Yukarıda kısaca özetlemeye çalıştığım ve gerek ülke hayvancılığımız ve gerekse insan sağlığımız açısından bu denli önemli işlevleri olan ET VE BALIK KURUMLARIMIZIN HANGİ AMAÇ VE DÜŞÜNCE İLE HARCANMIŞ OLABİLMESİNİ anlamam mümkün değildir. İçlerinde bazı bölgelerdeki kombinalar zarar ediyor olabilirlerdi bu kuruluşlar yeniden yapılandırılmaya veya uygulamada yanlışlıklar var ise bu yanlışlıklar giderilmeye çalışılabilirdi.

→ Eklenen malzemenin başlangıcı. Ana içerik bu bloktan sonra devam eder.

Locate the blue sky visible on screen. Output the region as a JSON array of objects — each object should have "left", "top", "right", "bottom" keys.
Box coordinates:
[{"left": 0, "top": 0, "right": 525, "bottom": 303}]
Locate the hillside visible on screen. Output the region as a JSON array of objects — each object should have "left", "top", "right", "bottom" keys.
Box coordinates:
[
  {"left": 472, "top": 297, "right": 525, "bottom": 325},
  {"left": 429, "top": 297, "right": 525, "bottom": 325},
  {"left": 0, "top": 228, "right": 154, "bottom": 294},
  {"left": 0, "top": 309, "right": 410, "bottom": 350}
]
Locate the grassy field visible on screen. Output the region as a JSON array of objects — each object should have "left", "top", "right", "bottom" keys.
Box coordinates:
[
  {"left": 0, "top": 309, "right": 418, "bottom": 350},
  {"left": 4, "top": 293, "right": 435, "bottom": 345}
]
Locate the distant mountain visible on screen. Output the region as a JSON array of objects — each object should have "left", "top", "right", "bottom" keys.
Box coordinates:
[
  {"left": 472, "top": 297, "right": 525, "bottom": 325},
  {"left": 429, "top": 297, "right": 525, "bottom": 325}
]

ANCAK BU TEDBİRLERİ ALMAK BİLGİ BİRİKİMİ VE ÖZVERİ GEREKTİRİRDİ YILLARCA BU KURULUŞTAKİ UZMAN VE EHİL KİŞİLER SİYASİ YAPTIRIMLARLA HARCANDIĞI İÇİN BİLİRKİŞİ SIKINTISI İÇİNE DÜŞEN BU KURULUŞLARDAN HER NE PAHASINA OLURSA OLSUN ÖZELLEŞTİRME FURYASIDA VARKEN SATIP KURTULMA GİBİ KOLAY BİR YÖNTEM UYGULANMIŞTIR. BU KIYIMLARDAN EN ÇOK NASİBİNİ ALANLARDA BİZ VETERİNER HEKİMLER OLMUŞUZDUR. BİLGİ VE LİYAKATLARINA BAKILMADAN HARCANAN MESLEKTAŞLARIMIZ BİR SÜRE SIKINTI ÇEKMİŞ OLABİLİRLER AMA BUNDAN DA ÖNEMLİSİ ÜLKE HAYVANCILIĞININ UĞRADIĞI ZARARIN TELAFİSİ HEMEN HEMEN İMKANSIZ BOYUTLARA ULAŞMIŞTIR.
Ülkemizdeki hayvan varlığının sürekli olarak azalması, mevcutlarında bakım ve besleme girdilerindeki sürekli yükselişi nedeni ile küçük işletmelerin zarar etmeleri üretim kalitesini düşürmektedir. Tarım ve hayvancılıktaki geriye gidiş bundan kısa bir süre önce dünyada beslenme açısından kendisine yeten 7 ülkeden birisi olan ülkemizin, bugün bu kalemlerde ithalat yapan bir ülke konumuna gelmesine neden olmuştur. Et ve Balık Kurumu işletmeleri birer birer yok pahasına elden çıkarılırken bu hayati tesislerin yerinde şimdi alış veriş merkezleri yükselmektedir. Bu tesislerin elden çıkması neticesinde kontrolsüz ve kaçak kesimler artmıştır. İl merkezlerinde kesim yapılacak resmi kuruluşların kalmayışı çevre ilçelerde kesim mecburiyeti getirmiştir. Bu bağlamda Belediyelerde çalıştırılan Veteriner Hekim sayılarının da günden güne azaltılması ve yetkilerinin ellerinden alınması HALK SAĞLIĞINA İNDİRİLEN DARBEDİR.
Şimdi hatadan dönmek için bu kuruluşların yeniden yapılandırılmaları için çalışmalar yapıldığını veya böyle bir düşünceye gelindiğini içim burkularak izlemekteyim. Yok pahasına satılan kuruluşların kaybedilen tesisleri bırakın, sadece arazilerini bugün geriye alabilmek mümkün müdür? Örneğin Gimat çalışanlarına satılan ve yerinde şimdi
Migros bulunan ANKARA ET KOMBİNASI’nın arazisini veya BURSA ET KOMBİNASI’nın ve buna benzer pek çok örnek verilebilecek kurum işletmelerinin tekrar tesisi bizlere kaça mal olacaktır? İşte bu nedenlerle benim bir türlü anlayamadığım bu konuyu birileri tabii ki bu kararları veren birileri lütfen bana anlatsın.